Herby hare & a naughty gravy

Herby hare & a naughty gravy

A Year of Practiculture
Rohan Anderson & Kate Berry

Life’s short, right? With that in mind, why don’t you treat yourself to some fine-o dine-o? And this, my friends, is a pretty easy-to-make meal that gives some pretty rad results. When the hunting season starts again in autumn, the cauliflower is in abundance, and if you’re lucky so are the wild mushrooms. I’m still a firm believer that some magic happens when you cook ingredients together that are all in season at the same time. Something just makes it work. Maybe there are food fairies out there who cast magic spells over our food to give the illusion that the seasonal approach to cooking is right. Maybe it’s just all that acid I took when I was at uni. Fairies or no fairies, this meal is the business.

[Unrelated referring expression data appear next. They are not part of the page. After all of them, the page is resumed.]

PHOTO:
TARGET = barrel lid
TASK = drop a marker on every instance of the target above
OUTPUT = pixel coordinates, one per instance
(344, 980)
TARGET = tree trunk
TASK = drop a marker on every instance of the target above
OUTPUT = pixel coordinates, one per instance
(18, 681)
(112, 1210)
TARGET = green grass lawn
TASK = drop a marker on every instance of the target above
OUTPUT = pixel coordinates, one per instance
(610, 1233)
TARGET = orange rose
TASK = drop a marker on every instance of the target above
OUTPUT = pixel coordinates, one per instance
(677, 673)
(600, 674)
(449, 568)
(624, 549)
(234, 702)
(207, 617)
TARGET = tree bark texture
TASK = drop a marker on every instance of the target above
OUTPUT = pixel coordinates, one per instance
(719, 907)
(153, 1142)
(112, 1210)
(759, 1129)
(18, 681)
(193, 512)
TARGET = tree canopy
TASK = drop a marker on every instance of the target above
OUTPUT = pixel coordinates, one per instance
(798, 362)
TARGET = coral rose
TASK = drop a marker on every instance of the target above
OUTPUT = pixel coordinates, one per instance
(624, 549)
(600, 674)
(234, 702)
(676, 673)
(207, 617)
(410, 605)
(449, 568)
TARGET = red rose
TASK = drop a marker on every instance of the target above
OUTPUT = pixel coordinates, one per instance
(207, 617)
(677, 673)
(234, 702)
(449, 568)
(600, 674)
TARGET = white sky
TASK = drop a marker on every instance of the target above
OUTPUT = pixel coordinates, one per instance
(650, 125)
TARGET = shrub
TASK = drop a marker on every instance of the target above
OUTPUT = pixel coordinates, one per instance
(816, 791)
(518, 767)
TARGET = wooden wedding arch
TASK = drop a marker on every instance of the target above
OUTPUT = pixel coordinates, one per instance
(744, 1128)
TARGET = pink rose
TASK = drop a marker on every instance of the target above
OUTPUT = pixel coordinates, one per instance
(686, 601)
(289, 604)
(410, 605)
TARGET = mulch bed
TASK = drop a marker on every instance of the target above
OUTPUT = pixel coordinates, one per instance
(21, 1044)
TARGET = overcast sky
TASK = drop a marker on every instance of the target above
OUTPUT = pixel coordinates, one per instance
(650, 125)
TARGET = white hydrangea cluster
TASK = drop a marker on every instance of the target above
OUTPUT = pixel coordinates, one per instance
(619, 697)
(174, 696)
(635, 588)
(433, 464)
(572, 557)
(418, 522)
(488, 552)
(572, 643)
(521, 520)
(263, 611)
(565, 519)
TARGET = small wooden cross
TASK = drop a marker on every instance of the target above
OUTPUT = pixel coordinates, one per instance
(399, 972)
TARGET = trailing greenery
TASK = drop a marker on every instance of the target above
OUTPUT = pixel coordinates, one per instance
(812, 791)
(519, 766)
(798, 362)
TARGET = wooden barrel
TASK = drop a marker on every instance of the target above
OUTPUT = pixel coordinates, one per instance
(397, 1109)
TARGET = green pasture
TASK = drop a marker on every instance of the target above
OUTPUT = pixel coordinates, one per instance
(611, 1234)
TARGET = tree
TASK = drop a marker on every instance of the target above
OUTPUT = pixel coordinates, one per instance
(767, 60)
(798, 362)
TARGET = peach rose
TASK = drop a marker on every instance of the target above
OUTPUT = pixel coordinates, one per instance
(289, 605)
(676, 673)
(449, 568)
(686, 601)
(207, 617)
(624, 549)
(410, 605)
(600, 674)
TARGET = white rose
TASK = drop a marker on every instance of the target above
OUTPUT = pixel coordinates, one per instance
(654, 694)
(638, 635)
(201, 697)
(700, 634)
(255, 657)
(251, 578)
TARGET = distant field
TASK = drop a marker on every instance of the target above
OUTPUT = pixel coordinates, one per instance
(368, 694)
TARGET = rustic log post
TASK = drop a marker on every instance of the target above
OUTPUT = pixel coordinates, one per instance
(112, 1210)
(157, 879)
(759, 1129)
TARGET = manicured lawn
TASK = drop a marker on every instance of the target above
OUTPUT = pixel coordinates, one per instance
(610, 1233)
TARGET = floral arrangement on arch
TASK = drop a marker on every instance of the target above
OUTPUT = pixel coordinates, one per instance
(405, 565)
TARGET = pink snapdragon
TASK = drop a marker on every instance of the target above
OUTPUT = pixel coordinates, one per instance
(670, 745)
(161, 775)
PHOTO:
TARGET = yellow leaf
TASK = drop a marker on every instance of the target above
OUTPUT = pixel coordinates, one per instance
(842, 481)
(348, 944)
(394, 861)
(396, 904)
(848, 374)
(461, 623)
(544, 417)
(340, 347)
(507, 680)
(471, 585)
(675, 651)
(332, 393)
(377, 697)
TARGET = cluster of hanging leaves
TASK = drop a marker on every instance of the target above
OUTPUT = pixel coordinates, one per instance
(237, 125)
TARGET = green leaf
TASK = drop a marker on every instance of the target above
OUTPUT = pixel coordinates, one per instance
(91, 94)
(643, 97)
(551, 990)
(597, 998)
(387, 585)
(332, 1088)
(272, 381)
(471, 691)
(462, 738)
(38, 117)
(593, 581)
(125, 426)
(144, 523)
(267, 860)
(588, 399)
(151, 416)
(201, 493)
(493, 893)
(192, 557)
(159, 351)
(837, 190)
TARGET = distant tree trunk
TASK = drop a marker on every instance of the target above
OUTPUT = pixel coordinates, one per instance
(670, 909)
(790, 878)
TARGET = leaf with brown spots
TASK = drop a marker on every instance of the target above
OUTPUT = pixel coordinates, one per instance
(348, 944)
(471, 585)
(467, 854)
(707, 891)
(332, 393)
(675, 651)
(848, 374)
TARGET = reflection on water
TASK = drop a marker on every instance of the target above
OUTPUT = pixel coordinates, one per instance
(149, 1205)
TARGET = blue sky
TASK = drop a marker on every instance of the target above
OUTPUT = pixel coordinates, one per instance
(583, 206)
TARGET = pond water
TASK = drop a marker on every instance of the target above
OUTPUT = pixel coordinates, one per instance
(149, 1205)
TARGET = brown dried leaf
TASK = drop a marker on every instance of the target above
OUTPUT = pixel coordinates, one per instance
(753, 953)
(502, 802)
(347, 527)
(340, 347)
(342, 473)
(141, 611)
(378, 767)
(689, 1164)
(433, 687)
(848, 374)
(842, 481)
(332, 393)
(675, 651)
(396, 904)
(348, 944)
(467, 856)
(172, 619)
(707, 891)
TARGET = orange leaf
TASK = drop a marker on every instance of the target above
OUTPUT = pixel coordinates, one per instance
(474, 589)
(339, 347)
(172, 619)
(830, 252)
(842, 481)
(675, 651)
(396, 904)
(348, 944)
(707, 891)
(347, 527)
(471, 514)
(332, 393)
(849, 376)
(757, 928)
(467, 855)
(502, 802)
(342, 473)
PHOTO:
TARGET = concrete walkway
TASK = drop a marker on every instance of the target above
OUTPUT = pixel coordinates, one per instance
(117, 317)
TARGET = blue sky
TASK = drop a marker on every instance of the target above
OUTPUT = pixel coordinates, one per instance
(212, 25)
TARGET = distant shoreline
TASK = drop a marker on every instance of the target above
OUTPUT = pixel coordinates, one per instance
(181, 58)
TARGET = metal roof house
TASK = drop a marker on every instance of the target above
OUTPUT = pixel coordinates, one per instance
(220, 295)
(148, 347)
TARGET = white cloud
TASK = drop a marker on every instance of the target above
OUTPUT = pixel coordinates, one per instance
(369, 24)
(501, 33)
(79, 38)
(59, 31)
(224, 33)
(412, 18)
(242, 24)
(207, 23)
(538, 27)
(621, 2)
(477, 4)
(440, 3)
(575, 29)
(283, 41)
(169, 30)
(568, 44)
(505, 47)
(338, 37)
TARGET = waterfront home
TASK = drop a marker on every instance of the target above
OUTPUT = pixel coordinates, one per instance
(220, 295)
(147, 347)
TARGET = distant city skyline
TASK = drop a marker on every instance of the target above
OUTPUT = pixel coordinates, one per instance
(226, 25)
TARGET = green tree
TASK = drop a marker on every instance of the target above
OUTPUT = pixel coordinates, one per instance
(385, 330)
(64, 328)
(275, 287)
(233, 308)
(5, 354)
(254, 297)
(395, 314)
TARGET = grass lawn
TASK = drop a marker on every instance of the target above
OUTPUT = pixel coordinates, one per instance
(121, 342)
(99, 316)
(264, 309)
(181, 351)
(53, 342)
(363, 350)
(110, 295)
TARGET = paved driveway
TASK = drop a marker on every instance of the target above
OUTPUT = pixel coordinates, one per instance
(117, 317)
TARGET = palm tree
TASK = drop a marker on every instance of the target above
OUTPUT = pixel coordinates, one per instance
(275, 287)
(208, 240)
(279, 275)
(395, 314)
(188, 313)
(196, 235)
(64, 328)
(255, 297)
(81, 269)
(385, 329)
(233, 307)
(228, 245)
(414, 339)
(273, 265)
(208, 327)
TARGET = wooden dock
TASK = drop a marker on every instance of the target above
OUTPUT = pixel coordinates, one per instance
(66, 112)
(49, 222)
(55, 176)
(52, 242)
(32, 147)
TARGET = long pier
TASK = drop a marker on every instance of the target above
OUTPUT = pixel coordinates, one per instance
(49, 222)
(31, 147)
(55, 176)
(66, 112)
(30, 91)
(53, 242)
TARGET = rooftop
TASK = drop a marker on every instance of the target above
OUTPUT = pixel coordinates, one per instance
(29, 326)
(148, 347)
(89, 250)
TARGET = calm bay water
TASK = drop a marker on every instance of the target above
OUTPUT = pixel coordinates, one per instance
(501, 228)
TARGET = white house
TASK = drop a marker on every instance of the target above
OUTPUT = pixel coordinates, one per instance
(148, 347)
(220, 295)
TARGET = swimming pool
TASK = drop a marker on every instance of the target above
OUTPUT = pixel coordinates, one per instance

Sometimes the early autumn rain isn’t so early. Sometimes we’ve had unseasonably dry autumns – something to do with climate change, apparently. So I’m using wild mushrooms I dried last autumn. If you’re not a raving-mad bearded forager, you may go ahead and use dried porcini. It will produce equally good results.


Quantity Ingredient
4 hare backstraps
1-2 tablespoons olive oil

Herb marinade

Quantity Ingredient
2 rosemary sprigs
4 garlic cloves
1 teaspoon juniper berries
1 teaspoon mountain pepper berries or black peppercorns
3 tablespoons olive oil
salt, to taste

Naughty gravy

Quantity Ingredient
handful dried wild mushrooms, roughly chopped
2-3 tablespoons olive oil
2 onions, finely chopped
4 garlic cloves, finely chopped
125ml pedro ximenez
90g My chorizo, diced
1 tablespoon cornflour
50g butter
salt, to taste

Roasted cauliflower mash

Quantity Ingredient
1-2 garden-fresh cauliflower heads
1-2 tablespoons olive oil
handful parsley, chopped, (I use curly)
50-100g cheese, grated, (I use cheddar, tasty, pecorino, Grana Padano)
1 lemon, juiced
salt, to taste


  1. To make the herb marinade, bash the rosemary, garlic, juniper berries and mountain pepper in a mortar and pestle until they form a paste. Add the olive juice, season with salt, and stir together. Rub this all over the hare and refrigerate overnight in an airtight container.
  2. Before you start to make the gravy, soak the dried mushrooms in 500 ml water for 1 hour. Reserving the liquid, drain the mushrooms and set aside in a bowl.
  3. To make the gravy, heat the olive oil (a generous glug) in a frying pan over low– medium heat and gently cook the onion and garlic. It’s important not to have the heat too high, as we want to really take our time cooking here. As the onions start to cook, add a splash of the mushroom juice. It should smell amazing. Continue the process of cooking out the mushroom juice, letting the onions dry somewhat and then adding more juice until you have about 60 ml remaining in the pan. On the last splash of mushroom juice, add the sherry, mushrooms and chorizo.
  4. Mix the cornflour with 250 ml cold water and whisk well using a fork. Add this to the gravy, then simmer and reduce until you have a fine sauce. Melt in the butter and season with salt.
  5. Preheat the oven to 200°C.
  6. Now make the cauliflower mash. Rip apart the cauliflower and place in a roasting tin with the olive juice. Roast for 40 minutes, when the cauliflower should be getting a bit of burn action.
  7. Blitz the roasted cauliflower in a bowl using a hand-held blender. Add the parsley, cheese and lemon juice, then blitz again until fluffy. Season with salt.
  8. Now cook the hare. Heat the olive oil in a cast-iron frying pan over high heat. Sear the herbed backstraps, turning regularly to ensure they cook evenly. Remove from the heat and allow to rest for a few minutes.
  9. Slice up the hare, sit it on a bed of cauliflower mash and smother it all with naughty gravy.
  10. Eat this with a lover. And wine.